I’m not sure if I believe in star signs, but if I did it would go a long way to explain my mixed up ideas. You see, part of me wants to believe in all of that slightly woo woo kind of stuff (and I mean that in the nicest possible way), the goddess, astrology, karma and things like that, but I’m a wild and creative Aquarian trapped in a practical, logical, responsible, Capricorn’s body.
I’m born on the ‘cusp’ of both star signs. Depending on what you read and who you talk to I can be either star sign. In reality, if you believe in that kind of stuff, I am an awful mixed up lot of both. I’d say that was a good thing… a little practicality never hurt the wild and crazy dreamer, but sometimes it gets tricky.
Take this dream for example.
I’ve been having this recurring dream since oh, about this time last year. I don’t have it all the time, just once every now and then. It’s one of those vivid, tangible dreams that you wake from suddenly and wonder if it was an actual memory or just all in your head. It’s also not a very nice dream.
I am looking down from above, standing on a rock wall, looking down on a shallow patch of sea water in a sandy pool. Looking down on my Zoe face down, drowned in that pool.
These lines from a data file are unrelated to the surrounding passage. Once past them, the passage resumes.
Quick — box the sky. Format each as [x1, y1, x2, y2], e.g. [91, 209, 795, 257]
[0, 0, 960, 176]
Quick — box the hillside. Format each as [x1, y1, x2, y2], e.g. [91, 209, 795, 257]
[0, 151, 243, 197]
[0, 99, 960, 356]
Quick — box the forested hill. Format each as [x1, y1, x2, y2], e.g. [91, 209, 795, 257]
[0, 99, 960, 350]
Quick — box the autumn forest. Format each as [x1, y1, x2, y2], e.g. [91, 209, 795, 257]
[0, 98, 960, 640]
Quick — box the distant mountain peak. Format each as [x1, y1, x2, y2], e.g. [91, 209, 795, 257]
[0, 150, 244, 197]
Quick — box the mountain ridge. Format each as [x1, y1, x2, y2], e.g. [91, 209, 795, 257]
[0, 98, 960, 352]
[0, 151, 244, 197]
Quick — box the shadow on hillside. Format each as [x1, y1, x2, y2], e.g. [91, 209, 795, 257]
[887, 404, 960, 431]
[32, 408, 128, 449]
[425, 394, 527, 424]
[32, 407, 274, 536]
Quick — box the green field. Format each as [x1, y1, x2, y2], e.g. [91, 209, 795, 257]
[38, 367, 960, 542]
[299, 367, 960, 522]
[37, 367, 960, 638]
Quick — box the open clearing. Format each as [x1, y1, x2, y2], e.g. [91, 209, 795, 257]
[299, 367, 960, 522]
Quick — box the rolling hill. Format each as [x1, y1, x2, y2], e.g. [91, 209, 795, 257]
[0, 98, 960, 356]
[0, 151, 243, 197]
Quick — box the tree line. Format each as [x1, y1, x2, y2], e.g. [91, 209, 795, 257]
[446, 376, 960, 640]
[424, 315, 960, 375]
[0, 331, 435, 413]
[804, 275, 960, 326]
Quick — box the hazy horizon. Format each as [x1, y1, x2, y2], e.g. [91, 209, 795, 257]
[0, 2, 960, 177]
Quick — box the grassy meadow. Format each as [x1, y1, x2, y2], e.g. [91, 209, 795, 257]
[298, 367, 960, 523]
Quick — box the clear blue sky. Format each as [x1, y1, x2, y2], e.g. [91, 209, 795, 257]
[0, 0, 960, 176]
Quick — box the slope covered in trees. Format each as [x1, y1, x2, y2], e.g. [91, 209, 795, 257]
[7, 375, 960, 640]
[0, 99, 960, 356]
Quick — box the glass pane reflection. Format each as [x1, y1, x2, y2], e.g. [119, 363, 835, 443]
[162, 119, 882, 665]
That’s it.. there is never anything more to it than this horrible view, but it’s so real. I can smell the rotting sea weed smell, and feel the wind. I know exactly what clothes she is wearing and I can taste the fear and heart break.
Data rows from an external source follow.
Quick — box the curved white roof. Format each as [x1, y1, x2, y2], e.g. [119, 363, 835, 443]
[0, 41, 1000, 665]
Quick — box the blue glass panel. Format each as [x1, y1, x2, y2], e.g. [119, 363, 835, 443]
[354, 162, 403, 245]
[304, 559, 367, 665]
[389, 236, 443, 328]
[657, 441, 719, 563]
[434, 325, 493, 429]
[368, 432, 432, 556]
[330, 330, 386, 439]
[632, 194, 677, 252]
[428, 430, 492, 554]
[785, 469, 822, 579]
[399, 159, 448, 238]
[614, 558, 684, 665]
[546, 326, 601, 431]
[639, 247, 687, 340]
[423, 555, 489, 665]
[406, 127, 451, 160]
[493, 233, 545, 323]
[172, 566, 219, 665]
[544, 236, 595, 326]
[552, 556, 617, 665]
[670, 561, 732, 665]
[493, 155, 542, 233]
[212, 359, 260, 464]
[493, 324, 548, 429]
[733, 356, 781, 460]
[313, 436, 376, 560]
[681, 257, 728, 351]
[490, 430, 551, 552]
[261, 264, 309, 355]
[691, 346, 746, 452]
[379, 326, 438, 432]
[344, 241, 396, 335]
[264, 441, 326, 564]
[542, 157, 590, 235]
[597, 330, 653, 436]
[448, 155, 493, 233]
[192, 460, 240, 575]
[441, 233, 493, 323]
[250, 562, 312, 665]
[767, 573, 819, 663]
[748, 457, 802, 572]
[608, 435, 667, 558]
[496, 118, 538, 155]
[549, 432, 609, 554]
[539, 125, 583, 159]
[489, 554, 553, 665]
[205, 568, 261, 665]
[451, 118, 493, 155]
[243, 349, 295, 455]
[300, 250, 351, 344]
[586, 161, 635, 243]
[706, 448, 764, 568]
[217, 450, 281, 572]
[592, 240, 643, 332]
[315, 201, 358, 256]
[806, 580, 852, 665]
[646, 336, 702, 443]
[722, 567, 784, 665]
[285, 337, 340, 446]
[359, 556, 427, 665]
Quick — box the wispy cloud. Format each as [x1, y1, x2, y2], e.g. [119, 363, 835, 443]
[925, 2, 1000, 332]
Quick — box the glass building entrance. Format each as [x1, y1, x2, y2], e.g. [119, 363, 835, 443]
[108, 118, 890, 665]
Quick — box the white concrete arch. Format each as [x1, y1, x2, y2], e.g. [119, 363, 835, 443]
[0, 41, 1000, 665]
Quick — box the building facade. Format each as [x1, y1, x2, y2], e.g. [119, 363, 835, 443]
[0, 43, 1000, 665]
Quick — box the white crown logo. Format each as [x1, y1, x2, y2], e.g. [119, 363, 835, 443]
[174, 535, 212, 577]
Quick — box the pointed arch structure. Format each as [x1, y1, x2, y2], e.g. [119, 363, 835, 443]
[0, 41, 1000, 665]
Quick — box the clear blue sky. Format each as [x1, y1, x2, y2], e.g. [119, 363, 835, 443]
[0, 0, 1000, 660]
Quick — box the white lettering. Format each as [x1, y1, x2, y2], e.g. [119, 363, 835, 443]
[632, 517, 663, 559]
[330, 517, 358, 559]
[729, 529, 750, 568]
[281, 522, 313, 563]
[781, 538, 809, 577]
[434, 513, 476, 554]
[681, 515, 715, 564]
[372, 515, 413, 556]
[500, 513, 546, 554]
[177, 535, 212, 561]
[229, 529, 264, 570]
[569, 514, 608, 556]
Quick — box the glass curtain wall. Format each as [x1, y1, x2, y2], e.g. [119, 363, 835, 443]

I had this dream so many times in the weeks leading up to our Christmas holiday last year that I thought I might actually have to cancel it. Sometimes, in quiet moments, the idea of taking my girl to a beach just filled me with terror. But of course my logical practical side scoffed and told me how ridiculous it would be to cancel a much anticipated holiday because of a dream. Still… the wild and woo woo side of me was spooked badly and decided that if I didn’t allow Zoe to take any of the clothes she was wearing in the dream then it couldn’t possibly come true.
The Capricorn in me explains the recurrent nightmares before the holiday as stress related, anticipation and worry leading up to a big and important event. The Aquarian in me counters that argument with the fact that I am still having the dream every now and then, despite the fact that we haven’t been near a beach in months.
So what do you think?
Are dreams just our brains way of getting rid of excess data? Do they mean nothing more than a little stress finding a release?
Or is there something more to it? If so, what the heck does this dream mean? Why am I still dreaming it? And why have I never let Zoe wear those clothes ever again?